Was the ceremony long or short? He could not tell. He was suspended in an agony of not knowing. Hope, fear, anger, and cynicism all mixed inside him. His own thoughts and memories took precedence over outside events. His body went through the proper motions like an automaton.

And always he found her looking at him. Those eyes he had known so well, had loved so desperately, so wildly, so utterly passionately in the dark days of his youth locked with his. He tried to read some kind of emotion there and, because he was a master of this as well as of many other things, he was dismayed to find that he drew a blank. Did he see mockery there or love, desire or betrayal? He found he had no way of knowing and this, too, was as frightening as this
kami
resurrected from his past.

All Nicholas could think of was getting a chance to talk to Akiko. But quickly he saw just how difficult it was going to be to get her alone. With the ceremony’s end, clusters of friends immediately gathered around the couple, wishing them well, offering their congratulations.

Others began to drift away down the narrow dirt path toward the edge of the lake below, where striped pavilions had been erected the night before.

There was no space for him. The best he could do was to offer his own congratulations to them both. Sato was smiling hugely, being very American about it, pumping hands just like a canny senator in his re-election bid.

Tomkin grunted at Nicholas’ elbow, said, “I’m about ready for him to pass out the cigars.” He turned his head away. “You go on to the reception. My gut still hurts; I’m going back to the hotel. I’ll send the car back for you.”

Alone, Nicholas began to walk down the path circling the cliffs. Ahead of him he could see Sato and Akiko, still surrounded by well-wishers. There was laughter and gaiety now that the stiff formality of the ceremony had been dispensed with.

He saw her descending through the darkness and light, the moving shadows of the pines painting abstract symbols upon the delicate curve of her back. A slight swaying of the shoulders and hips, appearing and disappearing as he descended behind her.

The wedding, the crowds, the swirling chattering talk faded so that he was alone with her and the elements. He was acutely aware of the sunlight, the shadows, the scents of pine and cedar, incense and wild lemon, but only as they pertained to her.

Her passage was like the return of the plovers after a long, sere winter when the ground was rimed with frost and only the glowing hearths emanated warmth.

Once Nicholas had likened Yukio to the fading pale petals that fall on the last of
hanami
’s three days. Although many said that at
hanami
’s peak, the second day, the cherry blossoms were most beautiful, still, to almost every Japanese the third-day petals were most affecting. For it was on that last day when one truly understood the ineffable nature of beauty’s transience.

But now what was he to think? His whole reality had been turned upside down.
Was
Akiko Yukio? How could she still be alive? Had Saigō pulled one last diabolical trick from beyond the grave? Had he kept Nicholas from her all this time when she was alive and…

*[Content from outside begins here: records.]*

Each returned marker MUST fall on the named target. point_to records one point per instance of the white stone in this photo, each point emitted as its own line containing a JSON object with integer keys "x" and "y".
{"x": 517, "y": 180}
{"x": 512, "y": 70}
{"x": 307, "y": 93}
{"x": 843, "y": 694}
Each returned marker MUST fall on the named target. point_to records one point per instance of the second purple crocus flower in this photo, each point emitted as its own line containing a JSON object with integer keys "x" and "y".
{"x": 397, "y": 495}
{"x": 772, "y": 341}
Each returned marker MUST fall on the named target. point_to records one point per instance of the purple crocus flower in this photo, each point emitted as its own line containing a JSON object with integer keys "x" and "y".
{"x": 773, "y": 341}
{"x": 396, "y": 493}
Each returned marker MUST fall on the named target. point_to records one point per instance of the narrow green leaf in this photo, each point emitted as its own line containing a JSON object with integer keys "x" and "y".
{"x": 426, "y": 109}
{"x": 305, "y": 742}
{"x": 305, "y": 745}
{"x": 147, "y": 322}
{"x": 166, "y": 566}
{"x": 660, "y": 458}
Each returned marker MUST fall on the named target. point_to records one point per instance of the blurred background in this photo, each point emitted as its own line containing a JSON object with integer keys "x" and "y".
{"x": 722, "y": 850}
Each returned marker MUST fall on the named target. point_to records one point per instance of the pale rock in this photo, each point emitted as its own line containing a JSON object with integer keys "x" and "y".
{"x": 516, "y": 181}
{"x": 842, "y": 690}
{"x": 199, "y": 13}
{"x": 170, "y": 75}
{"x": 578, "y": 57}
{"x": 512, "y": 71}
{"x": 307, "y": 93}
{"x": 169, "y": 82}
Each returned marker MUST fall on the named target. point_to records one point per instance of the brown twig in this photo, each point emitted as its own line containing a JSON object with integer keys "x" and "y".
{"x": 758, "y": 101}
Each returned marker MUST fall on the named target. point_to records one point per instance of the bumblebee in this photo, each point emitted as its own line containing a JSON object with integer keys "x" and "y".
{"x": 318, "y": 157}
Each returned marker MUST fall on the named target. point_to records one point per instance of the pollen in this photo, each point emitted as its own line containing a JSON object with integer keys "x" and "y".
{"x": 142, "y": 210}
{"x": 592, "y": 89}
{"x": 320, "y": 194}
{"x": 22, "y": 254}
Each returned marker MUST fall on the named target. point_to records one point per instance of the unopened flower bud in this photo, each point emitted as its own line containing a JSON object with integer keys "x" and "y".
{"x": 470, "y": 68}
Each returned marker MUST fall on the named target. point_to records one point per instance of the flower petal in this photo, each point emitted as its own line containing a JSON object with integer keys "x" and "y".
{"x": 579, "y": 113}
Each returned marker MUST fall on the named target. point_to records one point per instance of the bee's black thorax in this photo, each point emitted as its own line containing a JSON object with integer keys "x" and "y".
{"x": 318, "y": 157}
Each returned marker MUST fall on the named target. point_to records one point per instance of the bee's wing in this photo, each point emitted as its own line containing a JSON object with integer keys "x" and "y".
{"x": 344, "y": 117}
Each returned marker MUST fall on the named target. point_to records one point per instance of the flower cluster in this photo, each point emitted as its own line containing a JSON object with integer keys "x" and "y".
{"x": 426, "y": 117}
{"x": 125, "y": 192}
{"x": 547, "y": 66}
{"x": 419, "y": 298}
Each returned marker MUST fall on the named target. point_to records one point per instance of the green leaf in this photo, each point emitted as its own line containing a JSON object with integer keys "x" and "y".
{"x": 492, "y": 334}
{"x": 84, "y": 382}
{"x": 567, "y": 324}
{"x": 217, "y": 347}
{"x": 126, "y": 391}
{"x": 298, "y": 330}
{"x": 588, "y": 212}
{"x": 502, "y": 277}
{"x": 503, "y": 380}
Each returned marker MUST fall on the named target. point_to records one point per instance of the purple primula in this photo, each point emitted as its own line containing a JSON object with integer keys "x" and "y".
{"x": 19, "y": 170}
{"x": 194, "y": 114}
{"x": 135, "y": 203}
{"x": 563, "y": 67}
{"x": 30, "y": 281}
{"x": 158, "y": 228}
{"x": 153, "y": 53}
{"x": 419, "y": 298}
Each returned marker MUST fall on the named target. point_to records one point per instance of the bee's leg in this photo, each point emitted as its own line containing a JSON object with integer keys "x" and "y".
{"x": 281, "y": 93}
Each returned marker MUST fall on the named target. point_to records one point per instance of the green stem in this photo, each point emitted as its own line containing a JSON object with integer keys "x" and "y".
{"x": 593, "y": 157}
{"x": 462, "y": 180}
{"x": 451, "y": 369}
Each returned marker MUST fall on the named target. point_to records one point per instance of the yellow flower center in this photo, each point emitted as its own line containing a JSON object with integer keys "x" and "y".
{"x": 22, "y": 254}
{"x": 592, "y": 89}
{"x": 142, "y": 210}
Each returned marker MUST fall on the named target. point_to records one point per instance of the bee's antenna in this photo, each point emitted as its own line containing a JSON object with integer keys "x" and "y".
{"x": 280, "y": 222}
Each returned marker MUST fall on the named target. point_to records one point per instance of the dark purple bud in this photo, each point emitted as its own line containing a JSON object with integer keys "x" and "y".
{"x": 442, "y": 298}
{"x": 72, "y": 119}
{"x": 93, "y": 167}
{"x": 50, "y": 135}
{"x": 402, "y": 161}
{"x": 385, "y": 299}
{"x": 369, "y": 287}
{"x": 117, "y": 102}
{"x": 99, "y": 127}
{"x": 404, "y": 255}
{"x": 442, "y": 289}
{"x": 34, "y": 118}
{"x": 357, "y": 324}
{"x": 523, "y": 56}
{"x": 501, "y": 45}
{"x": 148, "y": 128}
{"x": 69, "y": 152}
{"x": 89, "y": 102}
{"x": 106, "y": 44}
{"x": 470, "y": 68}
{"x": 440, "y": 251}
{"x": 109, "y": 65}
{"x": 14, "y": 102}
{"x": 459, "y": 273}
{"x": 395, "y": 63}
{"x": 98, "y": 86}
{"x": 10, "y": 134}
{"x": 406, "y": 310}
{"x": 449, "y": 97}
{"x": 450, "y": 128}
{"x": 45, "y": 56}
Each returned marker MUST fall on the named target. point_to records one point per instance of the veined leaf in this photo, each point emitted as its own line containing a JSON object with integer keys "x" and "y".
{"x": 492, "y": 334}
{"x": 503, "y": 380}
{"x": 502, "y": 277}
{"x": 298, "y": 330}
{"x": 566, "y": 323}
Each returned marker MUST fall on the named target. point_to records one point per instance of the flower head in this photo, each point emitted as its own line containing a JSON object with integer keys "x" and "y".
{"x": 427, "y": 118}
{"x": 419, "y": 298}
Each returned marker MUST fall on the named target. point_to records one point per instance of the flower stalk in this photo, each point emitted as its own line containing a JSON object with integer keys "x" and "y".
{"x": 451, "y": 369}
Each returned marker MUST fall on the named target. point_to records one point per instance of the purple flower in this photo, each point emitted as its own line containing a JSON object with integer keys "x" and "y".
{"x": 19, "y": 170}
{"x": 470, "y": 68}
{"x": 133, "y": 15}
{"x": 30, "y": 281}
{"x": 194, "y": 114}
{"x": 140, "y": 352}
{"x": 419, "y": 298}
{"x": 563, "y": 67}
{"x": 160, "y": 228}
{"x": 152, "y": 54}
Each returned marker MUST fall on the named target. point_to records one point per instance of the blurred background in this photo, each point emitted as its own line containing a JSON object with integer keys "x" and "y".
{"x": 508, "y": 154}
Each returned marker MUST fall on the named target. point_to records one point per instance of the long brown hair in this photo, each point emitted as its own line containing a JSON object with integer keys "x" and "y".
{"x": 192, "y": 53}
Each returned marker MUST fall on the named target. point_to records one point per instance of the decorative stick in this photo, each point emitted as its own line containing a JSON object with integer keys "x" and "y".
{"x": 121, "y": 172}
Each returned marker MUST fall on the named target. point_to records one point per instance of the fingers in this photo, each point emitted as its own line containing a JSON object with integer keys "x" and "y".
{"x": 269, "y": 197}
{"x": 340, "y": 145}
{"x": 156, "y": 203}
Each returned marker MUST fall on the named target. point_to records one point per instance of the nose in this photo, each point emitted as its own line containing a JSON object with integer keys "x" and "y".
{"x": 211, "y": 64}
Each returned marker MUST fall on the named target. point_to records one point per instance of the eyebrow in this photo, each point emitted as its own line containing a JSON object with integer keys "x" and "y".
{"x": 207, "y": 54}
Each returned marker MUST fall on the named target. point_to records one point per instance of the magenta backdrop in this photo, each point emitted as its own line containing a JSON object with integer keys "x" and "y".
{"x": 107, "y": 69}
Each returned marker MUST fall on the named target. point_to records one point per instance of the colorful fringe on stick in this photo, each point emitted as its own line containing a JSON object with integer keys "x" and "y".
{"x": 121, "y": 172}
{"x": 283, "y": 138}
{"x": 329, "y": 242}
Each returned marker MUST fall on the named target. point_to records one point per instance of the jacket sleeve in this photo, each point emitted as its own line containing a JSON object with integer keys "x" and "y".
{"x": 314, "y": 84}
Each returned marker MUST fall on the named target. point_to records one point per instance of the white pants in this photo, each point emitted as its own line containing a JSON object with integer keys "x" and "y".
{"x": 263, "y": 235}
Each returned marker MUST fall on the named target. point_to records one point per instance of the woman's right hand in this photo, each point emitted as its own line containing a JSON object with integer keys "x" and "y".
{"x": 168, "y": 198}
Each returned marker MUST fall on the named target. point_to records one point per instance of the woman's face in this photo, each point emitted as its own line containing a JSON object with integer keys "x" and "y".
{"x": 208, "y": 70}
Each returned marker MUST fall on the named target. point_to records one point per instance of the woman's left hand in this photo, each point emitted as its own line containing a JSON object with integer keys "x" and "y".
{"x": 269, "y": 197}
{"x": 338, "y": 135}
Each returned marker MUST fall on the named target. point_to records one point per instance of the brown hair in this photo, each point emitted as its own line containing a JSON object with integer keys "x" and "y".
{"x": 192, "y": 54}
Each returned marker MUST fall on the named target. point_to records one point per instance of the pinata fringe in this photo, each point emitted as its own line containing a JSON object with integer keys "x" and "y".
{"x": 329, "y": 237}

He could not go on with that thought; the idea made him sick to his stomach with the intensity of longing and bitter frustration. Then he managed to get hold of himself. He knew where he was and what he would have to do in order to find the answers to all these questions. He would have to allow his Eastern side complete ascendancy. Time…and patience. He knew that he would have to employ them both if he was to successfully break this maddening riddle. Meanwhile he would just have to ignore his breaking heart.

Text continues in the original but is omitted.